Competing interests: JC has received honoraria from serving on the scientific advisory board of UCB Nordic and Eisai AB, received honoraria for giving lectures from UCB Nordic and Eisai AB and received funding for a trip from UCB Nordic. ET has received personal honoraria for lectures, and educational from EVER Pharma, Marinus, Arvelle, Angelini, Argenx, Medtronic, Biocodex, Bial-Portela & Ca, NewBridge, GL Pharma, GlaxoSmithKline, Boehringer Ingelheim, LivaNova, Eisai, Epilog, UCB, Biogen, Sanofi, Jazz Pharmaceuticals, Actavis, grant from Biogen, UCB Pharma, EisaiRed Bull, Merck, Bayer, The European Union, FWF Osterreichischer Fond zur Wissenschaftsforderung Bundesministerium für Wissenschaft und Forschung and Jubiläumsfond der Österreichischen Nationalbank. SW received consulting fees from Paladyn Labs, speaker fees from Torrent Pharma. JHC received to institution grants from Zogenix/UCB, Stoke Therapeutics and Ultragenyx, consulting fees from Takeda, Biocodex, honoraria for lectures from Biocodex, UCB, Jazz Pharmaceuticals, Nutricia, payment for expert testimony from Jazz Pharmaceuticals, payment for participation on a Data Safety Monitoring Board or Advisory Board from Stoke Therapeutics, and leadership as President ILAE, Chair medical board Matthews Friends, Chair Medical Board H4H, Chair executive committee INKS. JS received a salary from a GBD-wide grant to conduct GBD analyses from Bill & Melinda Gates Foundation.

Figures

Figure 1
Figure 1. Age-specific point prevalence of ‘secondary epilepsy’ (with known aetiology) and ‘idiopathic epilepsy’ (with unknown aetiology) in Denmark on 31 December 2018. Prevalence estimates are estimated for the age groups <10 years, 10–14, 15–19, …, 80–84, 85–89 and 90+ years (see tables1 2 for more detailed age-specific and sex-specific prevalence estimates).
Figure 2
Figure 2. Age-specific point prevalence (top) (A) and proportions (bottom) of ‘idiopathic epilepsy’ (with unknown aetiology) and ‘secondary epilepsy’ (with known aetiology) (B) by underlying cause of epilepsy in Denmark on 31 December 2018. Prevalence estimates and proportions are estimated for the age groups <10 years, 10–14, 15–19, …, 80–84, 85–89 and 90+ years.

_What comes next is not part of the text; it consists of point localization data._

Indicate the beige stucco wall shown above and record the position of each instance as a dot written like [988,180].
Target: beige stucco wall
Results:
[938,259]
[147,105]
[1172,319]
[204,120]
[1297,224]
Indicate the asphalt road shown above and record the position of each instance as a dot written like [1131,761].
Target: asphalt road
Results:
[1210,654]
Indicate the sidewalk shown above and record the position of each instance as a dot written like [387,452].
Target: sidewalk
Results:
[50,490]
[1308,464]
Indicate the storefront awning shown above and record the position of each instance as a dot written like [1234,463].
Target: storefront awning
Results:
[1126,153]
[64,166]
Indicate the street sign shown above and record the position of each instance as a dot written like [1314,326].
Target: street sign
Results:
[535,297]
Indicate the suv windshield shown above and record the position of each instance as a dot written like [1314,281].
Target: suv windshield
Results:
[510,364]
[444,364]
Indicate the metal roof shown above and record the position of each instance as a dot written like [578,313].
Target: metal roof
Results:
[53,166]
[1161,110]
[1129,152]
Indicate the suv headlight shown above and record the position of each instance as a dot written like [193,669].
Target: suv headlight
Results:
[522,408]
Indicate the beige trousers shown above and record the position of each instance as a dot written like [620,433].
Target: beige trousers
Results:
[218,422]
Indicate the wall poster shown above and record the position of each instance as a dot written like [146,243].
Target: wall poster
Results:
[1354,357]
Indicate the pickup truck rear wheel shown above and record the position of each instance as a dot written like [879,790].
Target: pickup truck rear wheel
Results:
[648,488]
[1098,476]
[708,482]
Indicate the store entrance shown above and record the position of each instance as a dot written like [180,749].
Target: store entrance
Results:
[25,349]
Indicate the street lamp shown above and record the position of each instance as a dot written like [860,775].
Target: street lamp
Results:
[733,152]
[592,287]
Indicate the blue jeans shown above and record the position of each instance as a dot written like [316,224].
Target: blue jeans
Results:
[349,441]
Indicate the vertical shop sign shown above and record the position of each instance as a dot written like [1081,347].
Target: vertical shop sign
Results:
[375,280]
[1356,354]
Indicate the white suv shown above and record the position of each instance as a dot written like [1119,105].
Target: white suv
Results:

Only diagnoses given before the first epilepsy diagnosis are considered for preceding causes (not counting infections, traumatic brain injuries and strokes if occurring within the 14 days prior to first epilepsy diagnosis). In case of multiple diagnoses before onset of epilepsy, the one occurring closest to the first epilepsy diagnosis was chosen. ‘Idiopathic’ indicates epilepsy with unknown aetiology. ‘Malformations’ are grouped with ‘idiopathic’ for age groups 80 years and above due to small numbers. ‘Dementia’ is grouped with ‘stroke’ for age groups below 60 years due to small numbers. The Danish Hospital Register was established in 1977 and is not able to identify birth related and perinatal conditions as causes of epilepsy in persons over 41 years of age because these persons were born before the register was established. Numbers are given in online supplemental table 2.
Figure 3
Figure 3. Age-specific point prevalence of ‘secondary epilepsy’ (with known aetiology) and ‘idiopathic epilepsy’ (with unknown aetiology) in the 2019 Global Burden of Epilepsy Study for the year 2018. Prevalence estimates are estimated for the age groups <10 years, 10–14, 15–19, …, 80–84, 85–89 and 90+ years. Global epilepsy estimates are obtained from the Global Burden of Disease (Global Burden of Disease Collaborative Network. Global Burden of Disease Study 2019 (GBD 2019) Results. Seattle, United States: Institute for Health Metrics and Evaluation (IHME), 2020. Available from https://vizhub.healthdata.org/gbd-results/.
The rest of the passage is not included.